Our findings also have important clinical and policy implications. It is essential to provide HIV/STI preventive interventions for delinquent youth when they are detained and after they return to their communities. We recommend that the pediatric and psychiatric communities address the HIV epidemic in the following ways:
- Include HIV/STI preventive interventions in mental health and substance abuse treatment programs. More than one-half of participants had SUD, MMD, or both. HIV/STI interventions integrated into treatment programs can decrease HIV/STI risk behaviors in youth and adults.49,50 In addition, incorporating targeted HIV/STI preventive interventions in detention centers and in the community is a powerful and cost-effective tool to prevent the spread of HIV and other STIs.51
- Provide innovative interventions and outreach in the community. To reach the more than 90% of detained youth who do not receive needed mental health services after their release into the community,52 we must provide outreach and prevention efforts in settings where these youth are more likely to be found: free clinics, hospital emergency departments, and juvenile homeless shelters.53–55 Interventions must include information on the risk of using drugs or alcohol within a sexual context. Providing on-site education, preventive interventions, HIV/STI testing services, pretest and posttest counseling, and condoms to youth in these settings may reduce HIV/STI risk behaviors.

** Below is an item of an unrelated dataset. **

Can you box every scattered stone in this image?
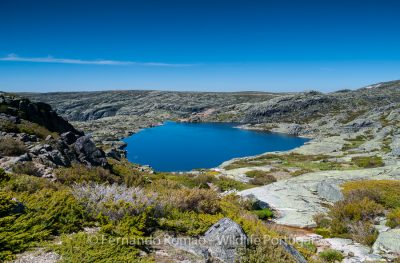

In conclusion, HIV/STI risk behaviors in delinquent youth are prevalent and persist as youth age into adulthood. Substance use disorders increase sexual risk behaviors. Because detained youth have a median stay of approximately 2 weeks, their HIV/STI risk behaviors subsequently become a community health problem. Pediatricians and child psychiatrists must collaborate with corrections professionals to develop HIV/STI interventions and ensure that programs started in detention centers continue after youth are released into the community.